Effective January 1, 2012, the California Legislature made clear that an order denying a motion for reconsideration is "not separately appealable." (Code Civ. Proc., § 1008, subd. (g).) Long before the Legislature acted, the great weight of authority also held that such orders were not appealable. (See, e.g., Annette F. v. Sharon S. (2005) 130 Cal.App.4th 1448, 1459; Reese v. Wal-Mart Stores, Inc. (1999) 73 Cal.App.4th 1225, 1242; LiMandri v. Judkins (1997) 52 Cal.App.4th 326, 333, fn. 1; Crotty v. Trader (1996) 50 Cal.App.4th 765, 769; Hughey v. City of Hayward (1994) 24 Cal.App.4th 206, 210; Estate of Simoncini (1991) 229 Cal.App.3d 881, 891; In re Jeffrey P. (1990) 218 Cal.App.3d 1548, 1550, fn. 2; Rojes v. Riverside General Hospital (1988) 203 Cal.App.3d 1151, 1161, overruled on another ground in Passavanti v. Williams (1990) 225 Cal.App.3d 1602, 1607; but see Santee v. Santa Clara County Office of Education (1990) 220 Cal.App.3d 702, 710-711 [order appealable if motion based on new facts].)

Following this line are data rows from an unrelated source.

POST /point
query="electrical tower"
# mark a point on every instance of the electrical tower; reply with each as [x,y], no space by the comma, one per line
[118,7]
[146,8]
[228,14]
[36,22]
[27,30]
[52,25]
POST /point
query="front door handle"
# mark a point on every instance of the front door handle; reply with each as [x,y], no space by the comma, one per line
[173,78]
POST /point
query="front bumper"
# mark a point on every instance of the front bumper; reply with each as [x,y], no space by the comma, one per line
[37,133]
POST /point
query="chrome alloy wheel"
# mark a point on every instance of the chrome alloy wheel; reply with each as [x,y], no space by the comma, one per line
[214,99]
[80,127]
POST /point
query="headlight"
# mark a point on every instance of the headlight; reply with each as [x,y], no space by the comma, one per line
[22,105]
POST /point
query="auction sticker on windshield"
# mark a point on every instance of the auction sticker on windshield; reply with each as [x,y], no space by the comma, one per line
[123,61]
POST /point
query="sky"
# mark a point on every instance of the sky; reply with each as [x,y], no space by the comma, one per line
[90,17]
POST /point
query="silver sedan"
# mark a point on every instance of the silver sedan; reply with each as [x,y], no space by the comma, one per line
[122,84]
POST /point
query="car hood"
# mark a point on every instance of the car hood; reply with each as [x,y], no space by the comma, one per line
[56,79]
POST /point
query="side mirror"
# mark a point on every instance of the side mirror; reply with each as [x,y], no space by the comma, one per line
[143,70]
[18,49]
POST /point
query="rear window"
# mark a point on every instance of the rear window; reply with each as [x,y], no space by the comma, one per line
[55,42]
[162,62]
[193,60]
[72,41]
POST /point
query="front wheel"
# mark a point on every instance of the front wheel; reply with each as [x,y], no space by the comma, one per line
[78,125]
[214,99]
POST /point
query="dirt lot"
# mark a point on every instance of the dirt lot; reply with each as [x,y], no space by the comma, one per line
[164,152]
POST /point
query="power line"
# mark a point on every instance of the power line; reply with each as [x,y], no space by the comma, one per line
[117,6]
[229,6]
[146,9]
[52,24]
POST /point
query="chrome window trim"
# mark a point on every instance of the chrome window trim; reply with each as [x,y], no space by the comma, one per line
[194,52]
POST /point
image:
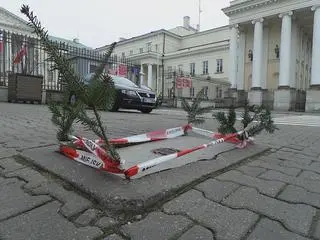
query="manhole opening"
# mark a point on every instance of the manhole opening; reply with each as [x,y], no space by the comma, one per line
[165,151]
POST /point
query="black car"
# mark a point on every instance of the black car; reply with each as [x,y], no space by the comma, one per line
[131,96]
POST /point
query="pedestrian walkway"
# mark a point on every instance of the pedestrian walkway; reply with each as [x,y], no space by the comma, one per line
[303,120]
[290,119]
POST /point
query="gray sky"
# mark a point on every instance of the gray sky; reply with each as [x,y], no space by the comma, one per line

Thus, whether we base our ruling upon the great weight of authority existing at the time the subject order was made, or upon the currently operative Legislative command, the order denying Patricia's motion for reconsideration is not separately appealable.
But Patricia complains she was never given notice of entry of the August 15, 2011 order. She also argues that Code of Civil Procedure section 1008, subdivision (g), after stating that the order denying reconsideration is not separately appealable, goes on to provide: "[I]f the order that was the subject of a motion for reconsideration is appealable, the denial of the motion for reconsideration is reviewable as part of an appeal from that order."
The problem with Patricia's argument, of course, is that she never filed a timely appeal from the August 15, 2011 order. California Rules of Court, rule 8.104 governs the time in which an appeal must be taken. If notice of entry of the appealable order is given by either the clerk or a party, the notice of appeal must be filed within 60 days of the notice of entry. Where no notice has been given by the clerk of court or by a party, the notice of appeal must be filed no later than 180 days after entry of the appealable order. (Cal. Rules of Court, rule 8.104(a)(1)(A)(B)(C); Laraway v. Pasadena Unified School Dist. (2002) 98 Cal.App.4th 579, 582 ["The latest possible time within which a notice of appeal must be filed is 180 days after entry of judgment or entry of an appealable order"].) Thus, assuming Patricia was never served with a notice of entry of the August 15, 2011 order, her last day to file a notice of appeal was February 13, 2012.
Finally, Patricia's motion for reconsideration did not extend the time to appeal. California Rules of Court, rule 8.108(e) provides that a "valid motion to reconsider an appealable order under Code of Civil Procedure section 1008, subdivision (a)" extends the time to appeal to a date no later than "180 days after entry of the appealable order." (Cal. Rules of Court, rule 8.108(e)(3).) As noted above, the 180 days expired on February 13, 2012.
The appeal is dismissed. Chet's motion for sanctions is denied. Chet shall recover costs incurred on appeal.
MOORE, ACTING P. J. and THOMPSON, J., concurs.